The EU leaders are seen as unlikely to concede to Theresa May’s request for an extension until the end of June – having already turned this proposal down at the last summit. But is is also unclear whether they would approve the proposal from European Council president of a so-called flextension, with the UK given an extension of a year, but able to leave earlier if it passes the withdrawal agreement. For both sides this opens up the unwelcome prospect of the UK electing MEPs to the new parliament.
With uncertainty about what the UK will offer at the summit and serious reservations in some EU member states about the UK remaining a member for a prolonged period, the outcome remains uncertain. Ireland will argue for a long extension to Article 50, wanting to avoid another cliff-edge threat in the weeks ahead from another short extension date. If, for example, the EU leaders accepted Theresa May’s date of June 30th, or went for some date in May before the European Parliament elections for an extension, this would up the risk of a no-deal exit happening.
Theresa May over the weekend presented the choice as leaving the EU with a deal, or not leaving at all. But while she is pointing out that the House of Commons has ruled out a no-deal exit – and this is important – this still remains possible unless she can agree a deal with the EU and the House of Commons finally passed the withdrawal agreement. Hence her talks with Labour leader Jeremy Corbyn to try to agree a joint approach. Of course the UK does have another way out – revoking Article 50, which it could do unilaterally. Would it do this in th face of an imminent no-deal threat?

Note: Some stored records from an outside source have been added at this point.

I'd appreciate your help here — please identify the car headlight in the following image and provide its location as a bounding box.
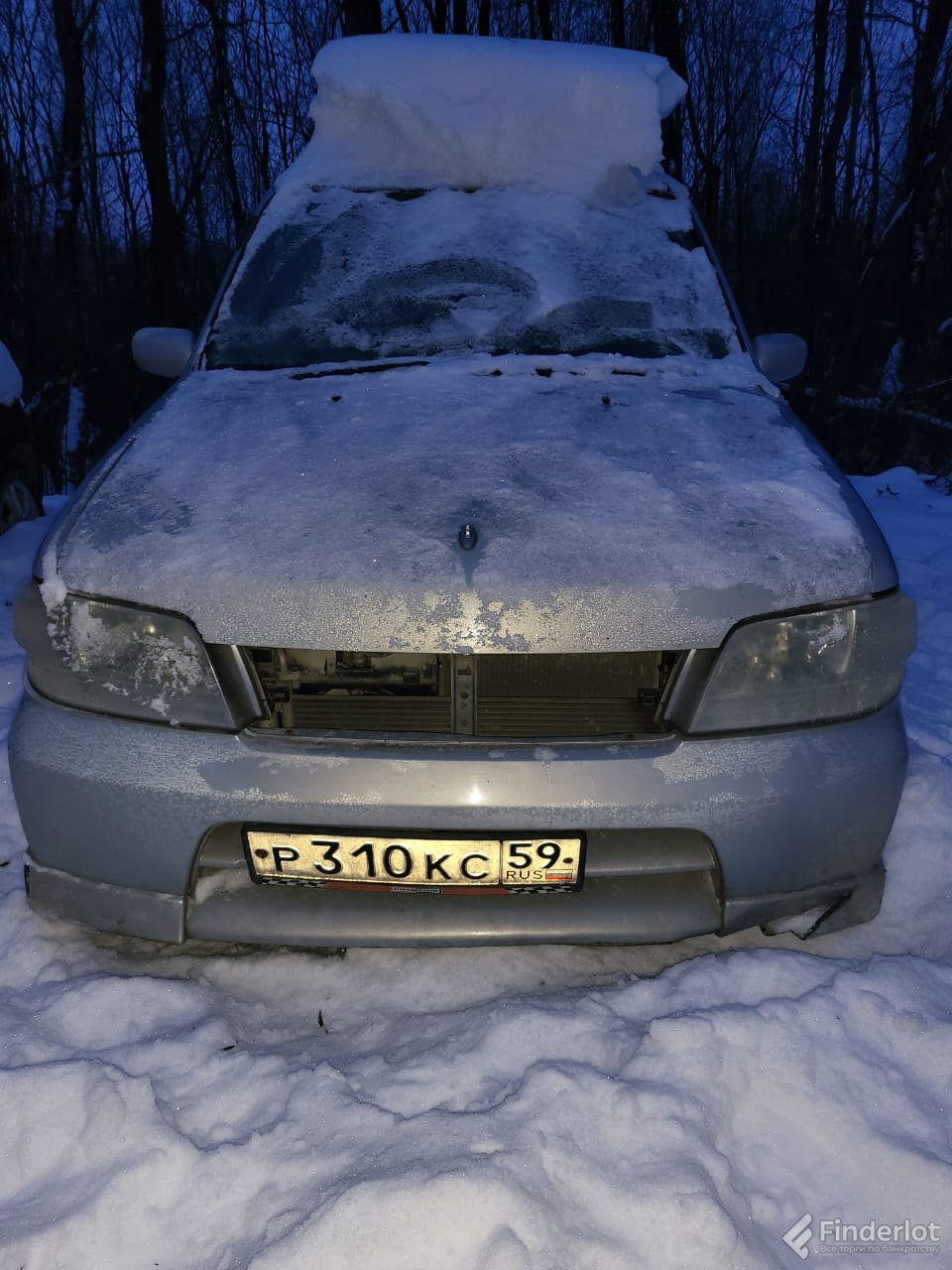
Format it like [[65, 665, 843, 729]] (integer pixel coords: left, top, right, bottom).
[[681, 591, 915, 733], [15, 584, 235, 730]]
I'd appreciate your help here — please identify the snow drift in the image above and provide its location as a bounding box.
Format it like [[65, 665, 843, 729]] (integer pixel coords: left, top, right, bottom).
[[282, 36, 685, 194]]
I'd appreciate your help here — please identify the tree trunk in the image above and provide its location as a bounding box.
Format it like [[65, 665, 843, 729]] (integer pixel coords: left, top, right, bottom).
[[52, 0, 96, 359], [813, 0, 865, 242], [344, 0, 383, 36], [136, 0, 184, 326], [798, 0, 830, 259], [652, 0, 688, 181]]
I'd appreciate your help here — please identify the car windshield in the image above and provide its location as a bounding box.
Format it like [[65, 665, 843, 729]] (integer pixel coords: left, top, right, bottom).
[[205, 188, 736, 368]]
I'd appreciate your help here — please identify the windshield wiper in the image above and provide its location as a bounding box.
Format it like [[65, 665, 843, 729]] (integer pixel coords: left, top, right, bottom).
[[291, 362, 430, 380]]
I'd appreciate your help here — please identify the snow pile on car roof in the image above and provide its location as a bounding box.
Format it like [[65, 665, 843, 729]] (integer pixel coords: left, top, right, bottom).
[[0, 344, 23, 405], [283, 35, 685, 194]]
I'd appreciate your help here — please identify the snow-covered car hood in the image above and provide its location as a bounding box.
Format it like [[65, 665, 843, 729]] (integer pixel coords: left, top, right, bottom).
[[54, 354, 889, 653]]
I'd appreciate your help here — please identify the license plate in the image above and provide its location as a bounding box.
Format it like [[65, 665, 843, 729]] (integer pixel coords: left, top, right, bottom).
[[245, 826, 585, 892]]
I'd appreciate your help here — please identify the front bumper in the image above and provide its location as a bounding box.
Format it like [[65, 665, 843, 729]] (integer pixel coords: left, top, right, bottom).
[[10, 689, 906, 947]]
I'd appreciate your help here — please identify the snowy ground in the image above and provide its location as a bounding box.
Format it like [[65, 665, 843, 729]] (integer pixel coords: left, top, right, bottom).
[[0, 470, 952, 1270]]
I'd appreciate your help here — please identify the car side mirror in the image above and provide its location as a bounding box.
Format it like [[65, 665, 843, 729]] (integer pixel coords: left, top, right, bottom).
[[752, 335, 807, 384], [132, 326, 195, 380]]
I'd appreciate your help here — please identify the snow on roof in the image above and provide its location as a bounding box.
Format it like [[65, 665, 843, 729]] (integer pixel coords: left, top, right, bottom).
[[0, 344, 23, 405], [282, 35, 685, 194]]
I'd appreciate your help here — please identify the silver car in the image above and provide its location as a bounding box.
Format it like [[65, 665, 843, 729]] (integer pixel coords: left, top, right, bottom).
[[10, 42, 914, 945]]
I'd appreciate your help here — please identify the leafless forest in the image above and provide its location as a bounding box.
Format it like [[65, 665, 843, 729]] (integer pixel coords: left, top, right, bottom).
[[0, 0, 952, 480]]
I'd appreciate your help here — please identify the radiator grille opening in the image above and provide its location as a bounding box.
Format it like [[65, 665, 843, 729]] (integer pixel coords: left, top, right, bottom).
[[248, 649, 681, 740]]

Dublin will have picked up the reservations in some EU states to allowing the endless Brexit drama to continue. And so the Taoiseach upped the temperature on Saturday, saying that any state who vetoed an extension “wouldn’t be forgiven for it.” It does look unlikely that the EU leaders would refuse any extension, leading to a crash-out exit next Friday, April 12th. But the Government will be aware that this risk has not been removed and also of the danger of a short extension, particularly if this was framed in part as allowing all sides more time to plan for a crash-out. Some EU leaders will fear a long extension would take the pressure off the House of Commons and this will be a factor in the talks.
If a no-deal Brexit does happen, this week or more likely later, then the Government is also trying to lay down some markers. On Saturday, the Taoiseach said that it would make more sense to have customs and regulatory checks on goods undertaken at Larne and Belfast ports, rather than at the Irish Border.
There are two questions here. One is whether the UK would agree to this – given that this would effectively be a version of the backstop which was so controversial during the talks. And it would require the North to stay in regulatory and customs alignment with the EU, while the UK potentially diverges, the reason why the DUP has so virulently opposed to the backstop plan.
The EU side would also have to sign up to any plan for checks to be conducted in this fashion. EU regulations say goods must clear customs to enter its territory and also that all necessary regulatory checks are conducted. Crucially, this includes checks on animals and food products conducted at Border Inspection Posts at the entry point to the single market.
It is not clear how the Irish Border drama would play out in the event of a no-deal and this is the subject of ongoing discussions between the Government and the European Commission. But there is simply no easy way to balance the goals of avoiding border checks while also protecting the single market.
Avoiding a no-deal exit is the only way to protect the free Irish Border and the Single Market. This will be a key factor in the discussions at the EU summit on Wednesday. And may well influence the outcome. Nobody wants to take the blame for a no-deal Brexit.